Wednesday, March 21, 2007

London Marathon 2007: Days 16, 17 & 18

Three days of solid running. yesterday was a hoot. The Missus tried to persuade me not to go out in the snow. Being the resident hardman I refused pointblank to be swayed from my mission. By the time I had changed I had this damp feeling (gear wasn't absolutely dry). I had been chatting on the phone with my mate Mok (better known as Bennie five bellies), a regular feature on this blog, who was just leaving work. I promised him we'd hook up later and I'd accompany him to the Apple Store in Bluewater for a check up on his machine.
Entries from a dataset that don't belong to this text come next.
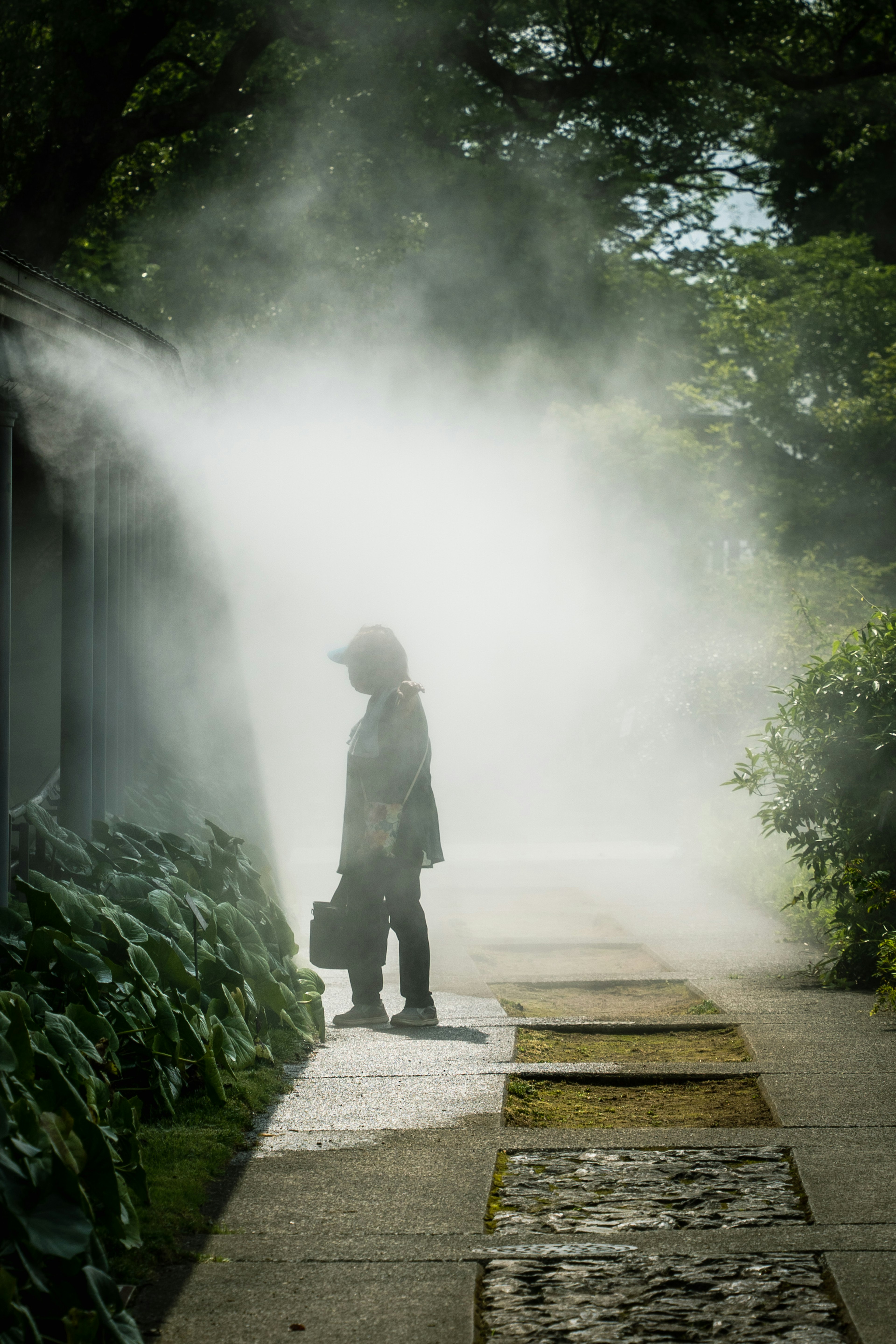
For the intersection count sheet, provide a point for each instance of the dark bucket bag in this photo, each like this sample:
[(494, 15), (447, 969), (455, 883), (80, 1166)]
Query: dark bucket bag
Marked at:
[(331, 939)]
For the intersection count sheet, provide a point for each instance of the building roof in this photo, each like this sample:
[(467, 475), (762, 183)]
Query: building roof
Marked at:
[(37, 299)]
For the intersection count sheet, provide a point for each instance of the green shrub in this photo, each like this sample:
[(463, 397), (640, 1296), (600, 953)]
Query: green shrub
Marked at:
[(827, 777), (116, 1003)]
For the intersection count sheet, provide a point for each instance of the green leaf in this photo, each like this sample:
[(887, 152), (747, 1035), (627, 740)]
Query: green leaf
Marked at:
[(83, 960), (58, 1228), (93, 1026), (119, 1324)]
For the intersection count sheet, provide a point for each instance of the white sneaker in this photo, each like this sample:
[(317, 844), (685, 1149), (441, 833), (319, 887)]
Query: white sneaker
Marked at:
[(362, 1015), (416, 1018)]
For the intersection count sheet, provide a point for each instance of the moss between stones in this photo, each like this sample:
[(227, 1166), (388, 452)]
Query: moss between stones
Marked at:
[(495, 1194), (723, 1044), (602, 999), (704, 1104)]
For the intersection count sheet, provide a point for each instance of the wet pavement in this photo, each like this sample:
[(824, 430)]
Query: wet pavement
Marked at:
[(360, 1211)]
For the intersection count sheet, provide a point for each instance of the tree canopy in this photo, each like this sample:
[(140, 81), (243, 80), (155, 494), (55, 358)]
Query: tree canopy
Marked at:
[(629, 99)]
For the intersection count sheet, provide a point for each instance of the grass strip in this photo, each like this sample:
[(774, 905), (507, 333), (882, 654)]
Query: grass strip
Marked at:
[(185, 1155), (724, 1045), (704, 1104)]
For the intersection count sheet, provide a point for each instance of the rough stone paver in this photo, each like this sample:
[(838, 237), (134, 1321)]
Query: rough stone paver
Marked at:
[(360, 1211), (643, 1190)]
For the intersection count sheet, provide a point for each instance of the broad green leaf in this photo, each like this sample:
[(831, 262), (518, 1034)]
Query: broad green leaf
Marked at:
[(58, 1228)]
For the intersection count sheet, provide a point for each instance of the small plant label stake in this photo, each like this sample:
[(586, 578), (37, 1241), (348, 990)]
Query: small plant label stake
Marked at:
[(203, 924)]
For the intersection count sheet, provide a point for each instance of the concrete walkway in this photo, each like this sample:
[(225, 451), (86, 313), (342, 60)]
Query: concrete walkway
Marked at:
[(359, 1215)]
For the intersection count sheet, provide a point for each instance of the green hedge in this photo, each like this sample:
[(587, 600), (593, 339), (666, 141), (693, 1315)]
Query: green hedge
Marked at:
[(827, 777), (105, 1021)]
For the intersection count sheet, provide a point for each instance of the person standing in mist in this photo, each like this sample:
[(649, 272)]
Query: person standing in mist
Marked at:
[(390, 831)]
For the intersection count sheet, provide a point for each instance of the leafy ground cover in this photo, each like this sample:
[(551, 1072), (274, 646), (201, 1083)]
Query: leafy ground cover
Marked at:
[(143, 976), (727, 1103), (183, 1155), (606, 999), (724, 1044)]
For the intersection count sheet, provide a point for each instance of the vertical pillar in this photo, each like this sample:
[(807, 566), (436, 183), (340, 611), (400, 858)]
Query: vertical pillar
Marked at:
[(113, 638), (76, 738), (7, 421), (100, 638)]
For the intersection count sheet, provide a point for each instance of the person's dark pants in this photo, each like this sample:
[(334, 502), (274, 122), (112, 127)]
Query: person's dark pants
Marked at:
[(378, 896)]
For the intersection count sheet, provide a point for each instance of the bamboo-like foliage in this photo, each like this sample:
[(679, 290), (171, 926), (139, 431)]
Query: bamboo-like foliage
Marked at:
[(827, 777)]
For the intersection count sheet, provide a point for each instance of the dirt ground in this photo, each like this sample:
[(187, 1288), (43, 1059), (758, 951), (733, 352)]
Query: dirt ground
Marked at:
[(727, 1103), (724, 1045), (600, 1001)]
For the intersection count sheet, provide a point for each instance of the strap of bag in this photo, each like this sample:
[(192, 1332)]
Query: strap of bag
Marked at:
[(418, 771), (413, 782)]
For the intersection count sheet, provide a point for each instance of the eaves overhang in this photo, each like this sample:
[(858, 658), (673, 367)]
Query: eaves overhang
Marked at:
[(41, 302)]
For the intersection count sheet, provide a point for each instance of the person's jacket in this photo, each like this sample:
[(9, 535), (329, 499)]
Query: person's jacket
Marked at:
[(386, 751)]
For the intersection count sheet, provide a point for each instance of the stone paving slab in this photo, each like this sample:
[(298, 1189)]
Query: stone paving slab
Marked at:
[(404, 1303), (453, 1248), (867, 1284), (643, 1190), (623, 1295), (360, 1211)]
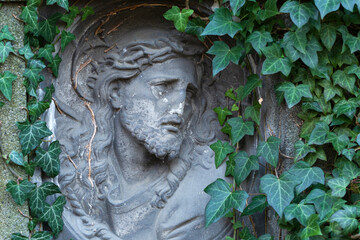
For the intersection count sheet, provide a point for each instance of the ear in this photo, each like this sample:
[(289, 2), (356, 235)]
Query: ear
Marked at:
[(115, 96)]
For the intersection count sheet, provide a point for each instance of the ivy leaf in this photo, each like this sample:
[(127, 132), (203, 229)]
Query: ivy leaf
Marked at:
[(253, 81), (302, 149), (338, 142), (195, 27), (31, 134), (327, 6), (26, 52), (312, 227), (52, 214), (279, 191), (62, 3), (38, 197), (5, 50), (54, 65), (29, 15), (275, 61), (346, 219), (236, 5), (259, 39), (66, 38), (307, 174), (269, 150), (344, 80), (239, 129), (19, 191), (319, 134), (222, 113), (244, 165), (222, 24), (6, 80), (223, 55), (299, 13), (338, 186), (222, 200), (258, 204), (310, 58), (300, 211), (180, 18), (87, 11), (253, 112), (5, 34), (345, 107), (221, 151), (328, 35), (269, 11), (42, 236), (49, 160), (323, 201), (293, 94), (17, 158)]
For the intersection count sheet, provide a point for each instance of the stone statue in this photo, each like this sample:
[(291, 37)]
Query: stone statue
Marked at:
[(135, 125)]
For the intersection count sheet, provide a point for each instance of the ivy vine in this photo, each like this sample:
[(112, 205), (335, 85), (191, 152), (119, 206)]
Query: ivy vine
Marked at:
[(41, 35), (314, 47)]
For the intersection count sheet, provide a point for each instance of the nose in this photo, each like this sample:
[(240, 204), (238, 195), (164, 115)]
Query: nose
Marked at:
[(178, 103)]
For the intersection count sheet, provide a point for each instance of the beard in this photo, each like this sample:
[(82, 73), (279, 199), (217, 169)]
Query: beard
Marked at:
[(157, 140)]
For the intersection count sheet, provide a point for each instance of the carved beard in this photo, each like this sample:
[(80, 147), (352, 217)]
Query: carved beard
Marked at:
[(157, 140)]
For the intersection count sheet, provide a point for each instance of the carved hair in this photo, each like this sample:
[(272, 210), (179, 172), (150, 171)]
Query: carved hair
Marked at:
[(127, 63)]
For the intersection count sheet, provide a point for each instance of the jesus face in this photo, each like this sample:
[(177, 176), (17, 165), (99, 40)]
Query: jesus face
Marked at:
[(158, 105)]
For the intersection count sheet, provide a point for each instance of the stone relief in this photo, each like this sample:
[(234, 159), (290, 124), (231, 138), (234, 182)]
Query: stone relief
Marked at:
[(135, 121)]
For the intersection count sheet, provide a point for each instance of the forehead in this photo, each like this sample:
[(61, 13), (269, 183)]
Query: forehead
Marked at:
[(182, 69)]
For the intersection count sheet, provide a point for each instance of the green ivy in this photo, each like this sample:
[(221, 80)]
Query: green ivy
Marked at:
[(313, 46), (38, 53)]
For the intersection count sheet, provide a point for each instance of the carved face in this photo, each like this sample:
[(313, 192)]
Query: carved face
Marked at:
[(157, 105)]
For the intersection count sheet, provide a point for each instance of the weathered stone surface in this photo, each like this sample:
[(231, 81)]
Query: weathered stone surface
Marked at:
[(10, 219)]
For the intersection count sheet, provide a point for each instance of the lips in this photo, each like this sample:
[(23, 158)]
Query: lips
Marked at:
[(171, 123)]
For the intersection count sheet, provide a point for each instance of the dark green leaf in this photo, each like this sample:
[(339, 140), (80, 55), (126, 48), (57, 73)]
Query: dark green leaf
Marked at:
[(5, 50), (299, 13), (31, 134), (279, 191), (338, 186), (269, 150), (319, 134), (239, 129), (5, 34), (222, 24), (221, 151), (259, 39), (223, 55), (52, 214), (244, 164), (6, 80), (307, 175), (17, 158), (327, 6), (323, 202), (302, 149), (312, 227), (49, 160), (253, 81), (19, 191), (180, 18), (222, 113), (87, 11), (258, 204), (299, 211), (222, 200)]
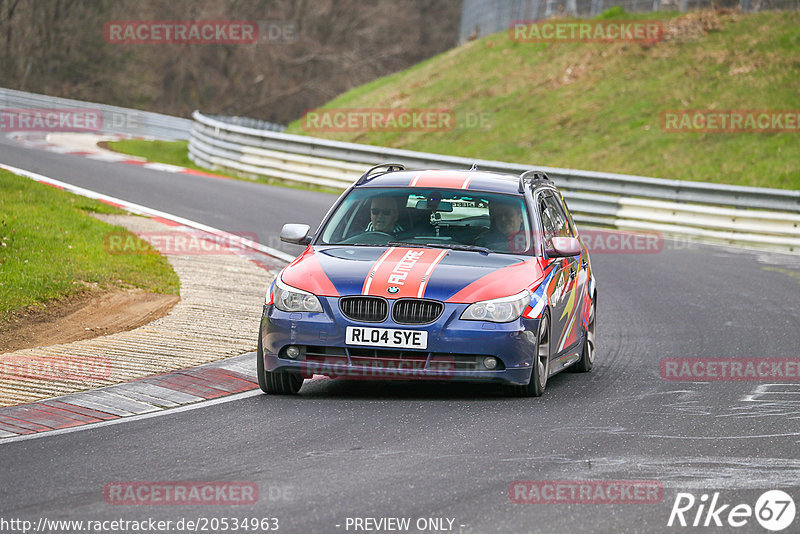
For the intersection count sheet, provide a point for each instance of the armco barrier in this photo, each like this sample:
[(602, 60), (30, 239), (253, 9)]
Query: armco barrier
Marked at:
[(116, 120), (750, 216)]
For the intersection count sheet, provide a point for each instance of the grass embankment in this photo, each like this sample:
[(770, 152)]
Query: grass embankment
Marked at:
[(598, 106), (53, 248)]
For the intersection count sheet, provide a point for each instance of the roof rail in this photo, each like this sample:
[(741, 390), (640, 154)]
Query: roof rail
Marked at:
[(371, 173), (531, 176)]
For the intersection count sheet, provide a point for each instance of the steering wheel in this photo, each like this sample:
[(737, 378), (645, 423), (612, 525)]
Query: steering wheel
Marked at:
[(368, 238)]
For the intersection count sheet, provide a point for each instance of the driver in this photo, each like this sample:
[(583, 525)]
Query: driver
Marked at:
[(383, 216), (505, 231)]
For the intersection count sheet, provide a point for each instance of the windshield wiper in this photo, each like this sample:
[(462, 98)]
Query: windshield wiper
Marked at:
[(408, 244), (471, 248)]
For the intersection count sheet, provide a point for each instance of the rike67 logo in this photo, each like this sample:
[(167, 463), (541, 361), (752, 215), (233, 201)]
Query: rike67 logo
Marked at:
[(774, 510)]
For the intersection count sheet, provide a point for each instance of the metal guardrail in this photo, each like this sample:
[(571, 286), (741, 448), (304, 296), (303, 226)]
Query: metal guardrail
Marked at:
[(705, 211), (116, 120)]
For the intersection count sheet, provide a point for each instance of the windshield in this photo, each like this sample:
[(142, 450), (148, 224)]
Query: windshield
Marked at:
[(434, 217)]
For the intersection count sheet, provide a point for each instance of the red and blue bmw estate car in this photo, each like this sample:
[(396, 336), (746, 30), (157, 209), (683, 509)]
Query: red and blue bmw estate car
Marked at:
[(441, 275)]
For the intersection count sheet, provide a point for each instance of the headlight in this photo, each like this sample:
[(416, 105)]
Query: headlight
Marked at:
[(291, 299), (498, 310)]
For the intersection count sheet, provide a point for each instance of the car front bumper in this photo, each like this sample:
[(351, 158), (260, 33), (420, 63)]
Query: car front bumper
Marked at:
[(456, 349)]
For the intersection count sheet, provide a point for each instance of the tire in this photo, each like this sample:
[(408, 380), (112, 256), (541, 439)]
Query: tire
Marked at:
[(275, 382), (585, 364), (541, 364)]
Anyway, whilst running miserably up Upney Lane, I shamefully allowed myself to think that I'd probably jack in the run if I saw Mok, who would have ben nearabouts, I would consider hitching a ride. As I was crossing Westrow Drive a green Astra pushed in and parked bang in front of me on the curb. I could hear the driver swear. Being renowned as a nifty dancer , Old snakehips (as they used to call me) bodyswerved effortlessly around the car. 'Expletive off, you expletive expletive' I screamed continuing my run. It was then I heard laughing (familiar) and lo and behold it was Tyrone the getaway driver himself. Anyway, I told him what I had been thinking and when being persuade, stod resolute with a firm no. It was only when he mentioned his Ma (My Gran)had returned from the Motherland, that I relented. I assure readers there was no other reason. I travelled to Mok's, had a slap up chicken and fish finger ensemble before driving his car home, instead of running. I sneaked in and luckily the Missus was upstairs, allowing me to dive into the shower. I emerged to find a banana milkshake waiting on the kitchen counter, which my missus had prepared earlier to help me recuperate energy after such a devastatingly long run. I obliged, couldn't let her go to waste, not to mention that the shake contained enough nourishment to feed the whole population of Bangladesh.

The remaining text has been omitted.